‘It is time, I think, to tell my story.’
Prussia, 1836. Johanne (Hanne) Nussbaum is almost 15 years old, living with her family in the village of Kay. Her family are part of a community of Old Lutherans, which the King wants to reform. Bound by their interpretation of God’s law, the community seeks to move to a place where they will not be further persecuted. Hanne is different. She does not fit easily into the community because she does not conform to their expectations. She is close to her twin brother Matthias but has no close friends until Dorothea (Thea) Eichenwald and her family arrive. Hanne and Thea become close.
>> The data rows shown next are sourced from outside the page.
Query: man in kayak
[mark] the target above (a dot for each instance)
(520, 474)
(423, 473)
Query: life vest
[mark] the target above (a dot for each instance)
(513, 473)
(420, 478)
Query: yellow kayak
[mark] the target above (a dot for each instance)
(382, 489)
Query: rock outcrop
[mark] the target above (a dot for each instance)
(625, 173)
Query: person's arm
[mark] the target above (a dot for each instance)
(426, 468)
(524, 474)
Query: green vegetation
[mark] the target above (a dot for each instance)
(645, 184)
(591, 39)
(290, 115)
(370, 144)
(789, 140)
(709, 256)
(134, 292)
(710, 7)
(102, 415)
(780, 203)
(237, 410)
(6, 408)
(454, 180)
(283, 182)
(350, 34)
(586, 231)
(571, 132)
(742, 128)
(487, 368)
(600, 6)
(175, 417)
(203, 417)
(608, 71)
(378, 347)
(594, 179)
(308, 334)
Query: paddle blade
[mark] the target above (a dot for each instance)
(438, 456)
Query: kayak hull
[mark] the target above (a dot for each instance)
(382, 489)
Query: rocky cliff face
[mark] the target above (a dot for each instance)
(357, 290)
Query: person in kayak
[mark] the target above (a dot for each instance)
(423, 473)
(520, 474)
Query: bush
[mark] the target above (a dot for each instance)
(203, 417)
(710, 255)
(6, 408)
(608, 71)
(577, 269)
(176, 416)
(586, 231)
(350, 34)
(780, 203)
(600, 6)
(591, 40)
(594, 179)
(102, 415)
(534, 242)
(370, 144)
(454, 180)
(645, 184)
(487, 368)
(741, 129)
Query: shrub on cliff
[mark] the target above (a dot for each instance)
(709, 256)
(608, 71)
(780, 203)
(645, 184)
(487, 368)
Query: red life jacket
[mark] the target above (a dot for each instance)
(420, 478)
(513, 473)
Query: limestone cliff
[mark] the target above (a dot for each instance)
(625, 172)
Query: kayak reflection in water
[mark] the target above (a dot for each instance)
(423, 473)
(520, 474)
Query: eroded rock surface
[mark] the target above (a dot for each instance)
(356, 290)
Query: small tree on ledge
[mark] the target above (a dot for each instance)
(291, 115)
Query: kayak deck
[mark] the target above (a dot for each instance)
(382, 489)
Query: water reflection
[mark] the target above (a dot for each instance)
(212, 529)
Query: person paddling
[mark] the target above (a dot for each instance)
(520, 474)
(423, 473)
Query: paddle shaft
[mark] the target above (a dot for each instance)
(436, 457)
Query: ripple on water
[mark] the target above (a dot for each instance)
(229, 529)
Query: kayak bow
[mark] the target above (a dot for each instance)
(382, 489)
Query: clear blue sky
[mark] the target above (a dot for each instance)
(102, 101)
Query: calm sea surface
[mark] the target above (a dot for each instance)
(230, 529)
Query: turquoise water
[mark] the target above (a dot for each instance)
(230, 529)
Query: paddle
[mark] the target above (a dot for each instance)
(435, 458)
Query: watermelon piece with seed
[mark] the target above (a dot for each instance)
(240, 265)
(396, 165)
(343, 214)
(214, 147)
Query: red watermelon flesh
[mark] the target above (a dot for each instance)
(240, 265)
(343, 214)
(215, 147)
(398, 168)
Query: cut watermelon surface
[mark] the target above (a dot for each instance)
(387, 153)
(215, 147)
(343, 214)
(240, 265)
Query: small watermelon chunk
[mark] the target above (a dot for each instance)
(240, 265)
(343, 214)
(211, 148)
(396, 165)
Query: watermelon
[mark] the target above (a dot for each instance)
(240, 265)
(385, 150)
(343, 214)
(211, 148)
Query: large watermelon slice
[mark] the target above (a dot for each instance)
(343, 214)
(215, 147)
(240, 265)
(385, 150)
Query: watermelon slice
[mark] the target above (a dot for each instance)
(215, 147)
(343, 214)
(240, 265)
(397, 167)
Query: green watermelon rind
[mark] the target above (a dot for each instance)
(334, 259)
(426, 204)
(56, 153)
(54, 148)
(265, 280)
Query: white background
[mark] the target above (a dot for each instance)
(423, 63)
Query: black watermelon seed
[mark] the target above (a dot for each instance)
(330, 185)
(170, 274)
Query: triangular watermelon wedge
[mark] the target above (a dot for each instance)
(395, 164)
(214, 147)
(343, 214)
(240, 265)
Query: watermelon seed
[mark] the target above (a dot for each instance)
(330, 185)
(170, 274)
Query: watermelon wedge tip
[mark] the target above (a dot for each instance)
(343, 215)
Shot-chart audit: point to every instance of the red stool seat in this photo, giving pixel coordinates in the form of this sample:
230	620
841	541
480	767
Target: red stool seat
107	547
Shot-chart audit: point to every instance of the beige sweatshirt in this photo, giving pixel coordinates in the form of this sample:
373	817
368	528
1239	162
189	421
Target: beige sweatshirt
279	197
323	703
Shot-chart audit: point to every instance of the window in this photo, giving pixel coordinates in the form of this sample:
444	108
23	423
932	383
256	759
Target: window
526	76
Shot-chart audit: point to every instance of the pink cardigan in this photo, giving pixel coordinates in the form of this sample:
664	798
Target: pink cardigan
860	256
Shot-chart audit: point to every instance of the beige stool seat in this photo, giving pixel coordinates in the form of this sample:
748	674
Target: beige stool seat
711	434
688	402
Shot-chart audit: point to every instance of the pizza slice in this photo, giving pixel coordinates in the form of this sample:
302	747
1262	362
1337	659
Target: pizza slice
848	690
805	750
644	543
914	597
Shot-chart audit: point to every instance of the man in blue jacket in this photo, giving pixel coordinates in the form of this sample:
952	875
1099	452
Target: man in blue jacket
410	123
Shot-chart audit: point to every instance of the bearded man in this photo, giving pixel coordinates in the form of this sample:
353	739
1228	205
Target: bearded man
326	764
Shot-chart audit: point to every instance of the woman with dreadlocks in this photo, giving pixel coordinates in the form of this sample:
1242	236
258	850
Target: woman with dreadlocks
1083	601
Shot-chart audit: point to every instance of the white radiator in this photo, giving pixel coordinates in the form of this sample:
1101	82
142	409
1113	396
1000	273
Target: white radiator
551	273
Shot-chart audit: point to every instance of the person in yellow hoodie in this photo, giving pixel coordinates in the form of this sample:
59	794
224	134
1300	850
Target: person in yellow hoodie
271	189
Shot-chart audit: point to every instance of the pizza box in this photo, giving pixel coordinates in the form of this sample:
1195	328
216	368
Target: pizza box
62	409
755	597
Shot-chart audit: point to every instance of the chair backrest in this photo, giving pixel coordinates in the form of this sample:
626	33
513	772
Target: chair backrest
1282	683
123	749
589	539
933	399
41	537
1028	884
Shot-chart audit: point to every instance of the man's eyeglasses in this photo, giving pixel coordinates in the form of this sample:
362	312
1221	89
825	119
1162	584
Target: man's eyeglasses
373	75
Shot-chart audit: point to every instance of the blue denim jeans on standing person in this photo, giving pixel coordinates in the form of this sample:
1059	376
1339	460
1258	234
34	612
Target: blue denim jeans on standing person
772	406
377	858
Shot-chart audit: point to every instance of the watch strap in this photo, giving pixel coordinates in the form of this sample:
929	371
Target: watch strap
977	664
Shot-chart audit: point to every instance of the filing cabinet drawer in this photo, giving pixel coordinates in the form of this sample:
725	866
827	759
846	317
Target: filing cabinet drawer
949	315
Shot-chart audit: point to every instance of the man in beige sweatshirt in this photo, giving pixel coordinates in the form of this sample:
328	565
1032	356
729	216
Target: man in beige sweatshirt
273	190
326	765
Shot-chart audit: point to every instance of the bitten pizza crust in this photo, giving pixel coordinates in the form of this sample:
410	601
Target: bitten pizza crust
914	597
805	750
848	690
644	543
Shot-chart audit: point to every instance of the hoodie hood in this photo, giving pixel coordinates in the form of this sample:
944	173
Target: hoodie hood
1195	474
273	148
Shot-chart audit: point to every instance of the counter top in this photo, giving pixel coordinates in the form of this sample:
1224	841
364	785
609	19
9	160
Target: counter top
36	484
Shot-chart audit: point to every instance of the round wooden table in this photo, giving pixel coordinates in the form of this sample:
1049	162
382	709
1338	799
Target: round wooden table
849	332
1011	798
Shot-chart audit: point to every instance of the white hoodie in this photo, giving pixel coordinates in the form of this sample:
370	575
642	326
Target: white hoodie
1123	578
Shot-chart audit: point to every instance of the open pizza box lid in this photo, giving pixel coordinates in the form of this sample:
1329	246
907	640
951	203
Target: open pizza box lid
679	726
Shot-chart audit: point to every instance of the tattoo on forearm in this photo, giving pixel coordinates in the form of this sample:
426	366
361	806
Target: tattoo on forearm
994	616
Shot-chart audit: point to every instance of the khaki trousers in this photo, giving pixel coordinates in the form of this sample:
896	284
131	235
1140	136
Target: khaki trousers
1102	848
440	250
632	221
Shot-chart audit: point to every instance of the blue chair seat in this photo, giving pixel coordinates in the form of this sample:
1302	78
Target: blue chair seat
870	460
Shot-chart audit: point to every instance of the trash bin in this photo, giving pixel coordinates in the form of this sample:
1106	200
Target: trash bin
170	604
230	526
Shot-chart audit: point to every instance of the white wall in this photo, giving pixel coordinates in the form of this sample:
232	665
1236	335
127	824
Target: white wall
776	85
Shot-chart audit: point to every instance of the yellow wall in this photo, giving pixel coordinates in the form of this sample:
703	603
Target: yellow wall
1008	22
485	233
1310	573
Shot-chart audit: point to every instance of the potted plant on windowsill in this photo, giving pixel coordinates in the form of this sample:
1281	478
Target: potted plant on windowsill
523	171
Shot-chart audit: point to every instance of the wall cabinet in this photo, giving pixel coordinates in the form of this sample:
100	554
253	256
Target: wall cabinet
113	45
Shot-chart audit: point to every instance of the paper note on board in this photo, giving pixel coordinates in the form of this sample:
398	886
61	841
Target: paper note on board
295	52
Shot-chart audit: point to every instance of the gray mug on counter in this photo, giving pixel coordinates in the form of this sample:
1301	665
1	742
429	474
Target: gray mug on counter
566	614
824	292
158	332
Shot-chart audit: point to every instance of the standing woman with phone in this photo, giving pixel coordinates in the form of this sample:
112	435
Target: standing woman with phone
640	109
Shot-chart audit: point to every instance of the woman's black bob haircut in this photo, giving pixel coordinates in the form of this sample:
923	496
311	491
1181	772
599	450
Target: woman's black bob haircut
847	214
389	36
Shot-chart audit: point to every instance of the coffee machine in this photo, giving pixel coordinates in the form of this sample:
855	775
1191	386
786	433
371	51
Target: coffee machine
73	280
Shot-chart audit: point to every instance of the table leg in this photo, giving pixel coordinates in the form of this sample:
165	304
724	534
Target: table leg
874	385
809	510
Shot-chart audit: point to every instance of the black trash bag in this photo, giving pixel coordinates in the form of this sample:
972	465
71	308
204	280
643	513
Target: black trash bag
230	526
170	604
The families of Kay are finally granted permission to leave Prussia, their voyage to South Australia is arranged, and in 1838 they board a ship. All aboard are looking forward to new beginnings. Hanne and Thea are inseparable. They love each other. But the ship is overcrowded, and the six-month journey will take its toll. Illness and poor food in cramped unhygienic conditions means that not all will survive the journey.
There are some magical moments on this horrific journey: Hanne is in touch with nature wherever she is. One of the most memorable scenes is when Hanne, on the deck of the ship, sees a whale breach. She hears the songs in nature and appreciates them.
And now I will stop telling you about the story because to fully appreciate Ms Kent’s magic, you need to read it unspoiled. The historical setting for this novel is based on the real-life settlement of Old Lutherans at Hahndorf in South Australia’s Barossa Valley. This provides the framework for a beautifully imagined story of transcendent love and devotion.
Note: My thanks to NetGalley and Pan Macmillan Australia for providing me with a free electronic copy of this book for review purposes.